Automating the impossible

Author Evan Jones Thorne
Published
June 01, 2014 - 10:30am

As early as the 1980s, master moldmaker Len Graham has been trying to figure out how to automate moldmaking. His brainchild, the “megacell” in the medical containers and closures division of Rexam Mold Manufacturing, Buffalo Grove, Ill., is a proving ground for new automation techniques in an industry previously considered impossible to automate.

Berry Plastics Corp., Evansville, Ind., purchased Rexam in 2014, but Graham’s production line continues to operate, with Graham serving as business unit leader. By using a robotic arm on a track to move parts from one section of the process to another and a standardized, palletized tooling ball to provide a fixed reference point for the CAD/CAM software controlling each machine, he’s already accomplished what others told him was impossible … and he’s not done yet.

IMG_6053.tif
All images courtesy Alan Rooks

The robot and part-management carousels on rail No. 1 of Rexam's manufacturing megacell.

CTE: How did you come up with the idea to automate moldmaking?
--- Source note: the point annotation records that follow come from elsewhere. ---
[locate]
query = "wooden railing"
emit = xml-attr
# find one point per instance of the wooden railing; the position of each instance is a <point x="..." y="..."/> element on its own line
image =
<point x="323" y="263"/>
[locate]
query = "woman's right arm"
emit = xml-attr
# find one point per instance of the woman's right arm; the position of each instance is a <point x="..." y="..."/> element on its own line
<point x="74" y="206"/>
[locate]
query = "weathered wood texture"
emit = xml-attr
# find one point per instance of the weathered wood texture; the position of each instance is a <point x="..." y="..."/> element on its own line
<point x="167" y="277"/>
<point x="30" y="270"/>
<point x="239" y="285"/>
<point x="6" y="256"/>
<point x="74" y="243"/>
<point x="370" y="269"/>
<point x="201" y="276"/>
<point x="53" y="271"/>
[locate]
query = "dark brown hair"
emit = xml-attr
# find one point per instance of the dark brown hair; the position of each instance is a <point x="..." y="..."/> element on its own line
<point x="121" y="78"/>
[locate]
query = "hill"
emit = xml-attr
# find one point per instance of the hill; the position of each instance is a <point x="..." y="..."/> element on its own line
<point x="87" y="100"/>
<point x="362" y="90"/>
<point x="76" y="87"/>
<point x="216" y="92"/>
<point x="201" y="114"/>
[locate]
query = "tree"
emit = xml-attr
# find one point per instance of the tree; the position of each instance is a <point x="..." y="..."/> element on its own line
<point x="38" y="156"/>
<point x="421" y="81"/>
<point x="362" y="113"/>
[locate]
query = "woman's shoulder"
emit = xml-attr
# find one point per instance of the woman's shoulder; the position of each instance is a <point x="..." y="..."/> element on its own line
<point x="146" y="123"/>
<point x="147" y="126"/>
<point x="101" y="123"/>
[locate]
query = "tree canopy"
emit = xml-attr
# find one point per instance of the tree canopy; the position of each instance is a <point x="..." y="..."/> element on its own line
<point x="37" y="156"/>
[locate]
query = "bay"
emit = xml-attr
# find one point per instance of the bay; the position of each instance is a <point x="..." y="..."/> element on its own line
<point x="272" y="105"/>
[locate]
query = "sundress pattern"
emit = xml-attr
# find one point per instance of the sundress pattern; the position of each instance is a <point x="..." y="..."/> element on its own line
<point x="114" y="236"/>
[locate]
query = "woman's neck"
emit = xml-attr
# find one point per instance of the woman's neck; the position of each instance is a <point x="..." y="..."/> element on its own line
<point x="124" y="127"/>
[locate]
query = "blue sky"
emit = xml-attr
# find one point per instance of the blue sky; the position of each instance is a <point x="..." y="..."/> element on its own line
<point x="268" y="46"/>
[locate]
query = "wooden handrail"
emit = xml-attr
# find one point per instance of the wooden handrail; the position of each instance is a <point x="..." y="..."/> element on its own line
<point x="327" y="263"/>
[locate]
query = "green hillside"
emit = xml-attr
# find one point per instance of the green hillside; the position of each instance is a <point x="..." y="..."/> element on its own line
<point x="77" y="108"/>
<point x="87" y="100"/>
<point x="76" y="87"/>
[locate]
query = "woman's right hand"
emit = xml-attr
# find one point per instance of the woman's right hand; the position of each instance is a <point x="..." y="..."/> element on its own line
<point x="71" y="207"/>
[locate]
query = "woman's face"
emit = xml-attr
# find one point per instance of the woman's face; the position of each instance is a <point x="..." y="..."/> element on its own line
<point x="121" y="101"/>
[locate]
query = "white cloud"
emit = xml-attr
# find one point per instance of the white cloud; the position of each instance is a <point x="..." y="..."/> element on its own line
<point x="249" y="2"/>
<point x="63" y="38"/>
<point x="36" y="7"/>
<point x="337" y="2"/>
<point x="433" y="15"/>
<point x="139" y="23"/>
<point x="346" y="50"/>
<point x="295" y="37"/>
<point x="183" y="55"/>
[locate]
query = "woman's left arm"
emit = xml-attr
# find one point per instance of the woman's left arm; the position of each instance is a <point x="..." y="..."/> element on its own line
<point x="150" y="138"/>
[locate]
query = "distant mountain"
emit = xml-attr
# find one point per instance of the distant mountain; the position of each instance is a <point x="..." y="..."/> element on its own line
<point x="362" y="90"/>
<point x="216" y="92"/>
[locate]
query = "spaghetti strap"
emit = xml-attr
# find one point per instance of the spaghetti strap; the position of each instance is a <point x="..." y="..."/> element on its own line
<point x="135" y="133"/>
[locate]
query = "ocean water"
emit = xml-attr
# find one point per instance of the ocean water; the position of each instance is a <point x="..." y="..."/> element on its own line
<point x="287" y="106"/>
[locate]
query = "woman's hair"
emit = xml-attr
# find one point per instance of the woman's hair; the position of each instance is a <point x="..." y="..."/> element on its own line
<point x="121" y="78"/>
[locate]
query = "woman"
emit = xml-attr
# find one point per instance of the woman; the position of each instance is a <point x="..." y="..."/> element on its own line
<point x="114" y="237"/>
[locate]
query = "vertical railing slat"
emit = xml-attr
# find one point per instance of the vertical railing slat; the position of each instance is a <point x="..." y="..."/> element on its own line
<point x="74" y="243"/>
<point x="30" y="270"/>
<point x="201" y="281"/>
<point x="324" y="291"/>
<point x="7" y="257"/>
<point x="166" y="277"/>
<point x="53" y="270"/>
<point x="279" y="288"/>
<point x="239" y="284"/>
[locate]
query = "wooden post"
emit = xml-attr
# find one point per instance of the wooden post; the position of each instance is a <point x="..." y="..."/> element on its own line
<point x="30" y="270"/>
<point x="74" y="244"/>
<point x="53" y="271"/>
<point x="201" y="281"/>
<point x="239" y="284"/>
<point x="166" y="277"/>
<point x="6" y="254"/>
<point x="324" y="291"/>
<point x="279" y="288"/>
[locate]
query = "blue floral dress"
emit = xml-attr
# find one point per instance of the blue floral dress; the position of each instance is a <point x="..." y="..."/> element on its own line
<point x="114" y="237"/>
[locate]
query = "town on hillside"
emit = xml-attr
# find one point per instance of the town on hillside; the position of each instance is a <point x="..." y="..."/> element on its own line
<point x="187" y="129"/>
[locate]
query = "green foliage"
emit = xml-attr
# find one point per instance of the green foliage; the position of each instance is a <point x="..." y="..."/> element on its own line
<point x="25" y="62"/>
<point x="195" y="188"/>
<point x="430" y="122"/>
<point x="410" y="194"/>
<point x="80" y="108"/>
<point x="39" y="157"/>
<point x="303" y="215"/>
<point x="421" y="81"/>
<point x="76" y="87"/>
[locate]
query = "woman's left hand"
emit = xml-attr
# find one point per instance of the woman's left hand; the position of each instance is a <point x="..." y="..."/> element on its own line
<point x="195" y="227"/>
Graham: I’ve had these ideas rolling around in my head since the ’80s. People used to call me a lunatic, telling me it’s impossible to automate moldmaking because it’s a discipline that takes 20 years to get any good at. But from the time I was 16 years old, I realized that even though every cavity is different, at the end of the day, they’re either round or square. You’re either grinding it one way or another. Why can’t a robot do that?

CTE: What is the principle behind the tooling ball?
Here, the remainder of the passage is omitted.